CULTURA É UM CONCEITO REACIONÁRO
(...) (...) A experiência petista foi formular a política ouvindo os produtores culturais ao longo do país, mais de 2 mil entidades. O objetivo era também estabelecer uma ampla frente de apoio político. O que quer o governo Temer? Imagino que o sonho dos burocratas que o cercam é apenas cortar gastos. Mas mexer em cultura e ciência, fechando dois ministérios, significa abrir longa discussão. Diante das circunstâncias, sou a favor, como quase todo mundo, do corte de despesas estatais.
Quando ele se faz suprimindo e reagrupando ministérios, sua lógica não pode ser medida só em grana. Qual a política de Temer para cultura e ciência? O departamento de distribuição de culpas da esquerda já aponta para os defensores do impeachment: olha o que fizeram. Lembro-me sempre de um ministro húngaro, após a queda do Muro de Berlim: havia uns fanáticos que achavam que o estado resolve tudo, entraram outros que veem no mercado a solução para todos os problemas. Isto significa que a luta pelo equilíbrio deve continuar, sobretudo após a queda de um dos polos da contradição. A ideia de que cultura e ciência não têm importância num país falido é um equivoco. Ao lado da tecnologia, essas duas dimensões conferem mais valor ao nosso trabalho. O caso da Estrada Real, por onde o ouro era transportado de Minas até Paraty, é apenas uma de centenas de exemplos. Era apenas um espaço vazio de memória. Quando as pessoas perceberam que estavam percorrendo um caminho histórico, sentiram algo que é fundamental na nova ideia do turismo: aprenderam alguma coisa, percorrem um novo espaço. A cultura conferiu um valor novo à região.

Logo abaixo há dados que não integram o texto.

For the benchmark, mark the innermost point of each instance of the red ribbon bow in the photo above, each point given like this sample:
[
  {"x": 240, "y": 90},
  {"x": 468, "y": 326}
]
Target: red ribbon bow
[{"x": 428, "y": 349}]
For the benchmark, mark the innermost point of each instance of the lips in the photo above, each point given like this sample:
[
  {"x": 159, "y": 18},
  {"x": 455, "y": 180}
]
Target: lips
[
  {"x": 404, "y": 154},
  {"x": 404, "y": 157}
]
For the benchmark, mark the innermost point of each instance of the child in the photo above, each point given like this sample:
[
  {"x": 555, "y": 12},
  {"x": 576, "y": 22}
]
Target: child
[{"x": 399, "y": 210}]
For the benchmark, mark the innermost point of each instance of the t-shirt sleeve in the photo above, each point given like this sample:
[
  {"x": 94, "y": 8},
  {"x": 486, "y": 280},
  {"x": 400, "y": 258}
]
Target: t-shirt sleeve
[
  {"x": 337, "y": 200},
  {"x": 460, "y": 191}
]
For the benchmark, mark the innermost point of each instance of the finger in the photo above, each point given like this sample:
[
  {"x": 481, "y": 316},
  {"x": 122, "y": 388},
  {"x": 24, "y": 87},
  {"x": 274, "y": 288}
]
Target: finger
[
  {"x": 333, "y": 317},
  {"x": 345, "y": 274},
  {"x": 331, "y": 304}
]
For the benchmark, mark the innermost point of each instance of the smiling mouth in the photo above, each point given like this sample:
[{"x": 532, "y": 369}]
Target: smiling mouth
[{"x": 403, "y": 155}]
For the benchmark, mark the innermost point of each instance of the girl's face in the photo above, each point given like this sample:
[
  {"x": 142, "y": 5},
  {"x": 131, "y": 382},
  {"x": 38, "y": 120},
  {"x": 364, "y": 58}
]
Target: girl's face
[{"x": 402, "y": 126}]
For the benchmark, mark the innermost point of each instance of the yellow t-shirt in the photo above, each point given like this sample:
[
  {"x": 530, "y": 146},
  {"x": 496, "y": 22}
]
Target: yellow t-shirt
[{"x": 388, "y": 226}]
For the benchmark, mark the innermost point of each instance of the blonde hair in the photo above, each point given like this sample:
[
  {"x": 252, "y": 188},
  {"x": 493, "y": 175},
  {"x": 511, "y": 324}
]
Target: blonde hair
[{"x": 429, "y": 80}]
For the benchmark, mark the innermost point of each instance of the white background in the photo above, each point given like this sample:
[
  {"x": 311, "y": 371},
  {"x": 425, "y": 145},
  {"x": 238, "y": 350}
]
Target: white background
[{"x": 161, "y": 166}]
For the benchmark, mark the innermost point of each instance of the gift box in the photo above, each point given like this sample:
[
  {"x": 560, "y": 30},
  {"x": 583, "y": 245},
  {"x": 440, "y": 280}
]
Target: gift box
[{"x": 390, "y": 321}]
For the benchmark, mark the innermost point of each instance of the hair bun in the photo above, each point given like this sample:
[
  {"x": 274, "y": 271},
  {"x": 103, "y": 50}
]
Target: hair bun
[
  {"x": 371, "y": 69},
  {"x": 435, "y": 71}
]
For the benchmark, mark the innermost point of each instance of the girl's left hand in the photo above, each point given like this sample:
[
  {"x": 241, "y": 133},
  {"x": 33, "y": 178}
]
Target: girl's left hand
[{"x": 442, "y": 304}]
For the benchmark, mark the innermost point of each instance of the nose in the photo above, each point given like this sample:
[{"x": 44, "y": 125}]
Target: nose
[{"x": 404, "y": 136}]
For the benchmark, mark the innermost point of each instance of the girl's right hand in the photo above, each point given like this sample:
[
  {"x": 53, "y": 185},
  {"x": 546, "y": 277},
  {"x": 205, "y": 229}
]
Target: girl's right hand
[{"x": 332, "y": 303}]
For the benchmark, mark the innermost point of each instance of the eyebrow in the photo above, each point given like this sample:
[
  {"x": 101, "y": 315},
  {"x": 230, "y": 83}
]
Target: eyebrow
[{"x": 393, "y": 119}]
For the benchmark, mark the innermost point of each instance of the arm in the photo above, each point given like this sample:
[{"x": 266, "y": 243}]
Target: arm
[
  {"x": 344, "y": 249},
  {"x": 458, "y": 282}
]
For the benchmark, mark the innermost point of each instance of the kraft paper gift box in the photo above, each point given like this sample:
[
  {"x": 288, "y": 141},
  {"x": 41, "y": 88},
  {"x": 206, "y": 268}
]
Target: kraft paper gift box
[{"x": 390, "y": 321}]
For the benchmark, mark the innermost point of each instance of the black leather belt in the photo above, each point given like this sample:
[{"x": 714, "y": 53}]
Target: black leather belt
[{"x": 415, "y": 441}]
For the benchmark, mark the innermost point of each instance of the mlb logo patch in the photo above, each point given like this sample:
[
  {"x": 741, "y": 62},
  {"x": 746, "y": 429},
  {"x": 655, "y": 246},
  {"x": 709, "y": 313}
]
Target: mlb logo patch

O período que nos antecedeu foi muito polarizado. Se reduzirmos a cultura a uma contradição esquerda-direita, corremos o risco de jogar fora o bebê com a água do banho. Ela tem um papel na reconstrução econômica. É uma poderosa indústria, conta com milhares de produtores independentes. A maioria deles não depende do governo. Não estamos condenados a exportar commodities. Bem articuladas, cultura e relações exteriores podem ampliar nosso alcance. Atribui-se a um oficial franquista, na Guerra Civil Espanhola, esta frase: quando ouço a palavra cultura, saco minha pistola. Vivemos tempos diferentes. Quando se ouve a palavra cultura, saca-se a tesoura. E é compreensível, até no orçamento das famílias. Não é preciso ter uma câmera na mão, uma ideia na cabeça. Os dirigentes precisam de uma tesoura na mão e uma ideia na cabeça. Sem uma ideia, a tesoura parece uma pistola.
PS: No fim da tarde de sábado, soube que o governo estava se movimentando para resolver o problema. Fala-se na volta do Ministério. Ouvi a hipótese de uma secretaria especial. Há boa vontade, mas ainda falta uma visão das linhas gerais de sua política.